9.4 Философия сознания
Сколько бы в науках о мозге ни расходовалось интеллектуальных усилий, профессиональных знаний и финансовых средств, ни проводилось экспериментальной работы и ни оказывалось организационной поддержки, пока не решены философские вопросы о психике и сознании, на решительный прорыв трудно рассчитывать. Более того, всякий раз, когда ученые пытались обратиться к широкой аудитории или изложить свою концепцию природы человека коллегам-гуманитариям или социологам, на первый план выходили этические и религиозные вопросы. Некоторые естествоиспытатели, правда, верили, что все дело в фактах, и что с развитием нейронауки решение этих вопросов придет само собой. Социобиолог Вильсон, например, утверждал: «парадокс детерминизма и свободной воли не только разрешим в теории — его статус может быть понижен до уровня эмпирической проблемы физики и биологии» [168, с. 77]. Это был торжествующий глас естественной науки, утверждавшей, что в конечном итоге есть только один осмысленный дискурс, единственный критерий истины. Критики назвали эту позицию сциентизмом.
В период интенсивных исследований мозга господствующим подходом к психофизической проблеме в западной философии была теория тождества (identity theory), утверждающая, что мозг и психика — разные стороны одного и того же.
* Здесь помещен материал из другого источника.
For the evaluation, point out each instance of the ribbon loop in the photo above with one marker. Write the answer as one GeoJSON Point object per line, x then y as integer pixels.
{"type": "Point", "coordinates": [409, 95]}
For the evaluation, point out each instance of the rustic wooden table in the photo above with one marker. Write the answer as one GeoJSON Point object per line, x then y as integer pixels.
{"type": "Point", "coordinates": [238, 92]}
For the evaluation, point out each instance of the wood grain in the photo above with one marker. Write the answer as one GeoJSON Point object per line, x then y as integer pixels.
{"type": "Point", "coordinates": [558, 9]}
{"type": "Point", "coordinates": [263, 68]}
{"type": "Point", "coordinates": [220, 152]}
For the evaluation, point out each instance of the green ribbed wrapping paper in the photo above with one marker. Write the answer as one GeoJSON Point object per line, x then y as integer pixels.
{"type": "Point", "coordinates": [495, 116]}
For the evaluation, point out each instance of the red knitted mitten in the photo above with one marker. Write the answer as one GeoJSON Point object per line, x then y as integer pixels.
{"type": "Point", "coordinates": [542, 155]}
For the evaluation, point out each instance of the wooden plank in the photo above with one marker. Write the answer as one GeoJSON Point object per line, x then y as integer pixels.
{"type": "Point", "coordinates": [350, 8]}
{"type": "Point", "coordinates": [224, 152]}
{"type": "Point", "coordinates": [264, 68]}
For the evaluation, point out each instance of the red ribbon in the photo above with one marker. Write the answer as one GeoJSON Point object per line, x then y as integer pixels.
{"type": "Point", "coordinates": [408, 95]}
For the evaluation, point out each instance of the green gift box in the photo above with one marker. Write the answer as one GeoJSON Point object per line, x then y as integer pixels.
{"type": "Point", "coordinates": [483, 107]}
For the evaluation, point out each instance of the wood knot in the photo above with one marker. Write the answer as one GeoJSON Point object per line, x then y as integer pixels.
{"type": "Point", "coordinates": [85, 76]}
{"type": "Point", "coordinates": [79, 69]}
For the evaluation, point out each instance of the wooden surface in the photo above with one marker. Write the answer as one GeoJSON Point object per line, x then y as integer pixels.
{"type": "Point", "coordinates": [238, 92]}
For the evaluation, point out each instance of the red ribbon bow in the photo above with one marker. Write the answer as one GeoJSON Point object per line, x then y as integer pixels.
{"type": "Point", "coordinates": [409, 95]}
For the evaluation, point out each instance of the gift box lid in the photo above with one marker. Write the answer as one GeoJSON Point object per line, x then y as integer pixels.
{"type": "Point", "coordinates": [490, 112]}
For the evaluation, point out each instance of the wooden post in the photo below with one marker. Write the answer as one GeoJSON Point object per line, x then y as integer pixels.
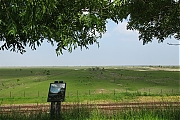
{"type": "Point", "coordinates": [52, 109]}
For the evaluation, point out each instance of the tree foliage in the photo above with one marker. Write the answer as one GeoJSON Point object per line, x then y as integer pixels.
{"type": "Point", "coordinates": [78, 23]}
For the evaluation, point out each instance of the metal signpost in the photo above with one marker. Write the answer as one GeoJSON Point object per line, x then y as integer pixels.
{"type": "Point", "coordinates": [56, 95]}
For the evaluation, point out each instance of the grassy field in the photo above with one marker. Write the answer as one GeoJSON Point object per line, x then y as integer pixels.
{"type": "Point", "coordinates": [31, 84]}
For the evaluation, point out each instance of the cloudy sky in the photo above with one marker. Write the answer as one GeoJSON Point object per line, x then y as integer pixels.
{"type": "Point", "coordinates": [117, 47]}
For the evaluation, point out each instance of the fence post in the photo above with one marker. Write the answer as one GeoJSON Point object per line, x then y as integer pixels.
{"type": "Point", "coordinates": [38, 93]}
{"type": "Point", "coordinates": [77, 96]}
{"type": "Point", "coordinates": [24, 94]}
{"type": "Point", "coordinates": [114, 95]}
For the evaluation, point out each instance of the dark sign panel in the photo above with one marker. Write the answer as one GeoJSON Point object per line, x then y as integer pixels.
{"type": "Point", "coordinates": [56, 92]}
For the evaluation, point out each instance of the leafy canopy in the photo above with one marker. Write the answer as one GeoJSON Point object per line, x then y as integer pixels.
{"type": "Point", "coordinates": [78, 23]}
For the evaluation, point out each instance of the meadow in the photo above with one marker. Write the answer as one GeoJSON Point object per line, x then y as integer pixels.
{"type": "Point", "coordinates": [93, 85]}
{"type": "Point", "coordinates": [19, 85]}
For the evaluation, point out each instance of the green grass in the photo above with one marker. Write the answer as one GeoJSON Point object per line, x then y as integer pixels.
{"type": "Point", "coordinates": [84, 113]}
{"type": "Point", "coordinates": [30, 85]}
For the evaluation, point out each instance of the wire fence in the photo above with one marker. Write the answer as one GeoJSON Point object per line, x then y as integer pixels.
{"type": "Point", "coordinates": [84, 93]}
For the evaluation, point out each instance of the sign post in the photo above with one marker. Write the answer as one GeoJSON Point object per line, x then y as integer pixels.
{"type": "Point", "coordinates": [56, 95]}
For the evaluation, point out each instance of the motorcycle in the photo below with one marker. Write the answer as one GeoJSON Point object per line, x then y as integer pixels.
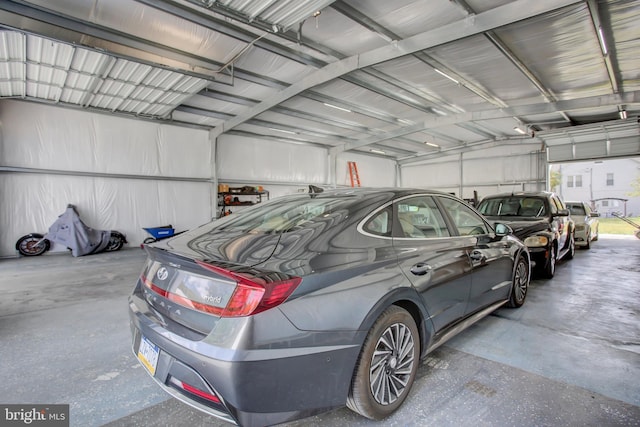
{"type": "Point", "coordinates": [70, 231]}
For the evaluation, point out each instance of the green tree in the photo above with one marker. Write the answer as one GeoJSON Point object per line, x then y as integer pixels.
{"type": "Point", "coordinates": [635, 188]}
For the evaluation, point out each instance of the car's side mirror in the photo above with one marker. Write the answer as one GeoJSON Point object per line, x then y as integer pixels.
{"type": "Point", "coordinates": [502, 229]}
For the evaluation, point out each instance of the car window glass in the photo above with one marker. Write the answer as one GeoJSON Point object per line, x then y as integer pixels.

Она связывалась с работами американского философа, бывшего члена Венского кружка Фейгла и с физикализмом австралийского философа Джека Смарта (Jack Smart, род. в 1920 г.). Фейгл придерживался мнения, что психические явления и явления в мозге — одно и то же; различия возникают только из-за разных позиций и контекстов обсуждения. Эта теория была нейтральна по отношению к материализму, не высказываясь на тот счет, означает ли тождественность психики и мозга, что разум — это не более чем физическая система. Многие ученые, однако, принимали материализм как должное, и Смарт, отождествлявший сознание с состояниями мозга, развил это в философскую теорию. Гарвардский, позднее калифорнийский философ Дональд Дэвидсон (Donald Davidson, род. в 1917 г.) в ряде статей предложил утонченную версию теории тождества. Он пытался совместить два представления о том, что значит быть человеком: одно рассматривает людей формально как физические системы, а другое описывает их обычным менталист- ским языком. Дэвидсон утверждал, что если мы точно определим область применения каждого уровня рассуждения, это позволит прийти к тому, что мы одновременно материальны и духовны, детерминированы и действуем активно и рационально. Мы, утверждал он, едины, но обладаем двумя способами рассмотрения этого единства и не можем перевести один в другой без смысловых потерь. Сам ход мысли Дэвидсона вызывал нарекания с точки зрения логики; впрочем, общая идея о том, что существуют разные, но дополняющие друг друга дискурсы, многим показалась привлекательной.